In the open-ended video game Minecraft, players extract blocks of virtual materials from a 3D environment to assemble objects of their own design, from trees to cathedrals. Researchers trained neural networks to generate these structures.
What’s new: Shyam Sudhakaran and researchers at University of Copenhagen, University of York, and Shanghai University used a neural cellular automaton algorithm to construct 3D objects. The work demonstrates the potential for such algorithms to generate structures in three dimensions, as typically they’re limited to two.
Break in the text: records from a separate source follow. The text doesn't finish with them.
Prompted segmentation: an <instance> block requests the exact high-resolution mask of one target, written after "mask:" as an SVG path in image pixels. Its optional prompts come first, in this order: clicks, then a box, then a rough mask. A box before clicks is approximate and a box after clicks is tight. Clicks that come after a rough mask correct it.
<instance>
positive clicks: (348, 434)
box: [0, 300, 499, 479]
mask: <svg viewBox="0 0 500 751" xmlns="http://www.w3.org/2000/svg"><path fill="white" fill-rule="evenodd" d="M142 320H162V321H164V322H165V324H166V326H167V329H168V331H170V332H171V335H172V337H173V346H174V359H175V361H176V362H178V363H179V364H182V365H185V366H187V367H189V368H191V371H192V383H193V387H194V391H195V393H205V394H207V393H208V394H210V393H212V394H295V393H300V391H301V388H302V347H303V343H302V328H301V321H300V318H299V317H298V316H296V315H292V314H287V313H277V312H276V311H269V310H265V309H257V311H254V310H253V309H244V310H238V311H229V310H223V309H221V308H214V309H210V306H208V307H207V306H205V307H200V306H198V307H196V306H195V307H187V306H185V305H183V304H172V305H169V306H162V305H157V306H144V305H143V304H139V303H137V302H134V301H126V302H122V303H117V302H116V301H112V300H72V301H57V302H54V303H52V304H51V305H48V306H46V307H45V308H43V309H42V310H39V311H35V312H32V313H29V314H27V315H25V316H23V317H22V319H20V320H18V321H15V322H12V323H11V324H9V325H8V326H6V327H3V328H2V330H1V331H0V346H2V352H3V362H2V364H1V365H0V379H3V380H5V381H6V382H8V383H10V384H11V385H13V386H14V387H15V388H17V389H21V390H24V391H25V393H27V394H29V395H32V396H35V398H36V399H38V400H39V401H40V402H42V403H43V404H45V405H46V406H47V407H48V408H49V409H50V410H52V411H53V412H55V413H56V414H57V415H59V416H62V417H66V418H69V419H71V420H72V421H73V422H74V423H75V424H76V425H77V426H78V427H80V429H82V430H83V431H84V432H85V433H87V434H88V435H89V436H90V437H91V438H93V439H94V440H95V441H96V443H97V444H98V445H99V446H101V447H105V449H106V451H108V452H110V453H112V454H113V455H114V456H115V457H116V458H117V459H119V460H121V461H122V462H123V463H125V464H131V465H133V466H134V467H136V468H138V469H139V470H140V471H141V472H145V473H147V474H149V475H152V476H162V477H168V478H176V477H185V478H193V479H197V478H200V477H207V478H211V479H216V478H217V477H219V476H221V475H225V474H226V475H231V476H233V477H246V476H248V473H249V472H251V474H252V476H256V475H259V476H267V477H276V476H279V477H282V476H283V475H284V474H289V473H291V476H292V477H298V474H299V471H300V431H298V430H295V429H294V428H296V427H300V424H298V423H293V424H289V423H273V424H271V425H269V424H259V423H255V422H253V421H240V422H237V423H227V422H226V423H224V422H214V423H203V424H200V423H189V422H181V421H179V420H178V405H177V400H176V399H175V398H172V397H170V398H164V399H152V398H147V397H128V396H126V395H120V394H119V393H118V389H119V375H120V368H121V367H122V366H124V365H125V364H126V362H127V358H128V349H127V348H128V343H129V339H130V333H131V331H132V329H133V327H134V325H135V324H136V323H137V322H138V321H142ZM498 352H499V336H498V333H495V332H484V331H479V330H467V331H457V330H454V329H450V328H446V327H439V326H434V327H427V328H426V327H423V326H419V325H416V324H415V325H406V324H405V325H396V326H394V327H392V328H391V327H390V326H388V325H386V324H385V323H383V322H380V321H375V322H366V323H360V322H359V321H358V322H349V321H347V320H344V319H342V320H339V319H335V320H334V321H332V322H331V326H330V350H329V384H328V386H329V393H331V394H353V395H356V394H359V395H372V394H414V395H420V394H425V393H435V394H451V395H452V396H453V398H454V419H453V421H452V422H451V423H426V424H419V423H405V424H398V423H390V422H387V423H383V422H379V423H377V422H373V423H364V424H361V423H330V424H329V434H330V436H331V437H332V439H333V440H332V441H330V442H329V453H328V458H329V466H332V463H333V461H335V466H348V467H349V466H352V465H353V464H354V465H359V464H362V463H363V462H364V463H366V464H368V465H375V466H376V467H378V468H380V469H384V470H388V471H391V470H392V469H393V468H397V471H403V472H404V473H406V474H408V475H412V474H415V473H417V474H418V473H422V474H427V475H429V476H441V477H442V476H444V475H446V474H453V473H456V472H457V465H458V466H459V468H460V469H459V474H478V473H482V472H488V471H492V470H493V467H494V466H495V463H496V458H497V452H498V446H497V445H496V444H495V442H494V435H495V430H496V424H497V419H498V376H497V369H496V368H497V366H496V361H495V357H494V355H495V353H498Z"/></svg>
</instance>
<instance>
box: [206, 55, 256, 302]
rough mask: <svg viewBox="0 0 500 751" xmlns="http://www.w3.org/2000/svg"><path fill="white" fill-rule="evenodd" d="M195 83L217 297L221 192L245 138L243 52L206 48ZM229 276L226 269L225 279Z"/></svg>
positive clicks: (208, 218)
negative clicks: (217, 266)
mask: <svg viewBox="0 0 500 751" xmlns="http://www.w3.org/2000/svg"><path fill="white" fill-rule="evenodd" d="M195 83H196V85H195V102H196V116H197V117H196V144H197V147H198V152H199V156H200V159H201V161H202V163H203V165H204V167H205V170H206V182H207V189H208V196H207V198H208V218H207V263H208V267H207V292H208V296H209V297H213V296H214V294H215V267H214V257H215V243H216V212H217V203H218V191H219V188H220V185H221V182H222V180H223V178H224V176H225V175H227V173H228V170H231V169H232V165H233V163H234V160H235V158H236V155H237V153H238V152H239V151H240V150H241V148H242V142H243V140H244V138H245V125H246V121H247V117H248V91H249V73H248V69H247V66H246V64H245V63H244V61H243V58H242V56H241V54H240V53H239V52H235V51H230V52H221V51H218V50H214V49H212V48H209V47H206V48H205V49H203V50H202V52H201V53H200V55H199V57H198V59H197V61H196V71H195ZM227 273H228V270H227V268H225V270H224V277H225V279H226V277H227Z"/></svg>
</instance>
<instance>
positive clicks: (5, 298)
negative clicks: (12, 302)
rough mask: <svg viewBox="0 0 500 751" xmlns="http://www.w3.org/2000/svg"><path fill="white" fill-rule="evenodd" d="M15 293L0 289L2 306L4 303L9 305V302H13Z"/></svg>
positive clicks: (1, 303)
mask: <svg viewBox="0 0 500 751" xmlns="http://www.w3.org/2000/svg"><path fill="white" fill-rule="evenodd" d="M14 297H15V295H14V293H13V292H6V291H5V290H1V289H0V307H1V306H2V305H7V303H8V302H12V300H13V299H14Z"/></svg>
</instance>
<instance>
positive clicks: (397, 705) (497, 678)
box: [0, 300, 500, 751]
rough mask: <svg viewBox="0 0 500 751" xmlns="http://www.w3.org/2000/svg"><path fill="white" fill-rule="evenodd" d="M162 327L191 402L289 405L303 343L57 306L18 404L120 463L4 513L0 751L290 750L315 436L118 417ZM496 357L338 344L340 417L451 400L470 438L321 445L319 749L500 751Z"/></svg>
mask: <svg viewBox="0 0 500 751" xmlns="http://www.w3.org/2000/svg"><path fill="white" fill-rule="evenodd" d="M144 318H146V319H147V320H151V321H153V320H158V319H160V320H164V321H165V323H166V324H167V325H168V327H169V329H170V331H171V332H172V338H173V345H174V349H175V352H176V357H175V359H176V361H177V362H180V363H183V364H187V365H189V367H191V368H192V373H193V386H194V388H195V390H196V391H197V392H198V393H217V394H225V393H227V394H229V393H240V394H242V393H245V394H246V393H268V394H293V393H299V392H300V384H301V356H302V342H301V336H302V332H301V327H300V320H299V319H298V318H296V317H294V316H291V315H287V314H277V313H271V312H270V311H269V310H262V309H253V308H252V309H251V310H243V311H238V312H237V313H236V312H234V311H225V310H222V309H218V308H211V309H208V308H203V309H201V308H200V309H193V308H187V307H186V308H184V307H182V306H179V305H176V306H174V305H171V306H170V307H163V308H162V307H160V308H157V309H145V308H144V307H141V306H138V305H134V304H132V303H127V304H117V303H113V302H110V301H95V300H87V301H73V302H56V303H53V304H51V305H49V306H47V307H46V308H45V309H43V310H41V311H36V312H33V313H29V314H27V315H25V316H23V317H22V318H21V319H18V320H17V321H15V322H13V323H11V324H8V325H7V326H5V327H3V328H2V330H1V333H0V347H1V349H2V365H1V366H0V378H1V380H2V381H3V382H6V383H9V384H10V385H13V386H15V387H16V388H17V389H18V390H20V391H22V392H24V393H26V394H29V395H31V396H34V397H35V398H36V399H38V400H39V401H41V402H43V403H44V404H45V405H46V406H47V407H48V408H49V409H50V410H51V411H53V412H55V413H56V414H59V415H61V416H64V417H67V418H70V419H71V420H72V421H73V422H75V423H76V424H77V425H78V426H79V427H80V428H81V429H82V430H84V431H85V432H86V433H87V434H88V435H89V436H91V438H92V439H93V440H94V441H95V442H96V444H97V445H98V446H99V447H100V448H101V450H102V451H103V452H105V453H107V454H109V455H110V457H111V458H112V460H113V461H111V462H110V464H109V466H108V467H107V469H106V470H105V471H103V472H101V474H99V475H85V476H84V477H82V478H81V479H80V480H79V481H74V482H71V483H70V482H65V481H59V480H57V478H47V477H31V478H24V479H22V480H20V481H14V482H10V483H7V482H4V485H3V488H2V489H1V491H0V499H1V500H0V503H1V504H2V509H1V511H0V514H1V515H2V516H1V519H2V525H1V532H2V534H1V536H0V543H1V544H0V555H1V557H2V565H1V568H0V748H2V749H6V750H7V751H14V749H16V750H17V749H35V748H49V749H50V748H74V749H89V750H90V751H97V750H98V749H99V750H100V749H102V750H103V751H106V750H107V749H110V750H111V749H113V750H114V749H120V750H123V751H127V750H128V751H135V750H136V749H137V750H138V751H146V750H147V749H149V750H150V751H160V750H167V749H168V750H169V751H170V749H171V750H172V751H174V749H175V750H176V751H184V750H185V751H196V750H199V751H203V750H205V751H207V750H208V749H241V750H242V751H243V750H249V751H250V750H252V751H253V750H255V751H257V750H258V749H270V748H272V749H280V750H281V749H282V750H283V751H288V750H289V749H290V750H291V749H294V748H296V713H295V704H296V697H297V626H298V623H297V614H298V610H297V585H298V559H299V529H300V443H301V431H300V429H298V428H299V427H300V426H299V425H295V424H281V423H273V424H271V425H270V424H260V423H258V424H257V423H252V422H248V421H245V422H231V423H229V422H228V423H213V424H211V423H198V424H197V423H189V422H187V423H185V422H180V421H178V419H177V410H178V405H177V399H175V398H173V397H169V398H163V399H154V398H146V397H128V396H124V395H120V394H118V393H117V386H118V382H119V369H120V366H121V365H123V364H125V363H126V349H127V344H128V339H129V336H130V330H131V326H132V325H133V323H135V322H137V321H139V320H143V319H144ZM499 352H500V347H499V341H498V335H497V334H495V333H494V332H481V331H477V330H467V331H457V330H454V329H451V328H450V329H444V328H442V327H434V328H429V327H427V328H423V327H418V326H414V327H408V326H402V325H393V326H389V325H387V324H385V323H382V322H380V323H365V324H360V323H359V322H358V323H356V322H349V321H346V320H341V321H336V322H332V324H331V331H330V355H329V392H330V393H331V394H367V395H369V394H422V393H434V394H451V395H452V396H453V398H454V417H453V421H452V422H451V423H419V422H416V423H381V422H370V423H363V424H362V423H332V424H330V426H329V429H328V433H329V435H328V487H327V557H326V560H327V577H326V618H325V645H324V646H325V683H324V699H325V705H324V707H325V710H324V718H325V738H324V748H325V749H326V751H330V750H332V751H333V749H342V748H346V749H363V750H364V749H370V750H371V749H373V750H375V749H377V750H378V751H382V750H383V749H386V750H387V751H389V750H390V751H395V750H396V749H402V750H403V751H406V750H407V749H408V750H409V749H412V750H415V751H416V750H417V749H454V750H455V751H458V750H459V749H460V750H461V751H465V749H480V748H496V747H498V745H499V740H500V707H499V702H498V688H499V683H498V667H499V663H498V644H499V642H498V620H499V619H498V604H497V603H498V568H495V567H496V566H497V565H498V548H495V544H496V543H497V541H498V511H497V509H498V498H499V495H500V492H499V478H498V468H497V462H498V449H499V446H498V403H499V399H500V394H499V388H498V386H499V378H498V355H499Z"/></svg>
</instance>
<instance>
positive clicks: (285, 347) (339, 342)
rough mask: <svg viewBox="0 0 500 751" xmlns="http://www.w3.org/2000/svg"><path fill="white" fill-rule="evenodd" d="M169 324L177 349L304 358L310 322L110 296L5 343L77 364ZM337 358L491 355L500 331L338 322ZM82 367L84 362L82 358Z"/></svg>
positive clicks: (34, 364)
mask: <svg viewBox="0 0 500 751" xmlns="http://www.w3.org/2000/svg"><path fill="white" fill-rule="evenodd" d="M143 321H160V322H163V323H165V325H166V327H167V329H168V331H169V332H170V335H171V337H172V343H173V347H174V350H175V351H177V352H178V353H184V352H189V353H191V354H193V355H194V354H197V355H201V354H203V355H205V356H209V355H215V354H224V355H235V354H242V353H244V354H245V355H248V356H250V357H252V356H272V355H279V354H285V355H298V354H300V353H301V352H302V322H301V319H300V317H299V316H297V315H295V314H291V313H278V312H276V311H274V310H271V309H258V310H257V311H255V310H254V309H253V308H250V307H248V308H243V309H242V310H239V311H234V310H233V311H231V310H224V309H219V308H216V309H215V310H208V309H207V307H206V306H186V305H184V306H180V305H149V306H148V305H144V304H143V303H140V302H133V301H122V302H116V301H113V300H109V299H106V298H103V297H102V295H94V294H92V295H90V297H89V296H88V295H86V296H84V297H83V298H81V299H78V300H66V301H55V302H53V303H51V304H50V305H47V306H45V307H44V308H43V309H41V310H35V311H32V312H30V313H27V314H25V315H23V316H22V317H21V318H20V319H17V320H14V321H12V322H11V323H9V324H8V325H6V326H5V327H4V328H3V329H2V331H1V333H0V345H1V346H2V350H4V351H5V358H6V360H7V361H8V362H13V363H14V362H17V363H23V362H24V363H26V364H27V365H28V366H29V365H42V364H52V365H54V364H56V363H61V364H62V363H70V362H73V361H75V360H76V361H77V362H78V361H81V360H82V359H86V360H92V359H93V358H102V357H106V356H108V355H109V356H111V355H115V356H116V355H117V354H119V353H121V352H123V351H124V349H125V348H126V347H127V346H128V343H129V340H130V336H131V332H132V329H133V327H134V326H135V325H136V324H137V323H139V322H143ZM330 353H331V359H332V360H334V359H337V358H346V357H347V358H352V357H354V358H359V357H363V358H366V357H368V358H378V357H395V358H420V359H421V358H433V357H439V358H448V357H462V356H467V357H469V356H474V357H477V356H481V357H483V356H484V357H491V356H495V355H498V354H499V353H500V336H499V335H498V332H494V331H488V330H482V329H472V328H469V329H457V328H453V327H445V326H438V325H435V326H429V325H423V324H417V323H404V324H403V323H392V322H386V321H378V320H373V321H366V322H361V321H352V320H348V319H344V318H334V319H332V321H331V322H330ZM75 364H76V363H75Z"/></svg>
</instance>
Key insight: A cellular automaton generates complex patterns on a 2D grid by changing each cell’s state iteratively based on simple rules that depend on the states of its neighbors. A neural cellular automaton updates cells depending on the output of a neural network and the states of neighboring cells. Using 3D convolutions enables a neural cellular automaton to generate patterns in 3D.
How it works: The authors trained several 3D convolutional neural networks to reproduce structures found on the community website Planet Minecraft. Each different structure required its own model. The structures comprised 50 block types mostly corresponding to materials (stone, glass, metals, and so on), including piston blocks that push or pull adjacent blocks to produce animated objects. The system spawned block types directly without needing to virtually mine them out of the virtual ground.
- The authors initialized a single block in a 3D grid.
- The network updated each cell in the grid depending on whether a neighboring cell was activated. The updates ran for a set number of steps, growing the structure at each step.
- The loss function encouraged the generated structure to match the original in block type and placement.
Results: The authors reported few quantitative results. However, the trained models grew static structures like castles, temples, and apartments that appear to be accurate inside and out. One model learned to grow an animated caterpillar.
Why it matters: Cellular automata may have certain benefits. For instance, if part of the resulting structure is destroyed, the automaton can use what’s left to regenerate the missing part. This approach can produce resilient digital 3D structures with no human intervention after the first step.
We’re thinking: Machine learning engineers looking for an excuse to play Minecraft need look no further!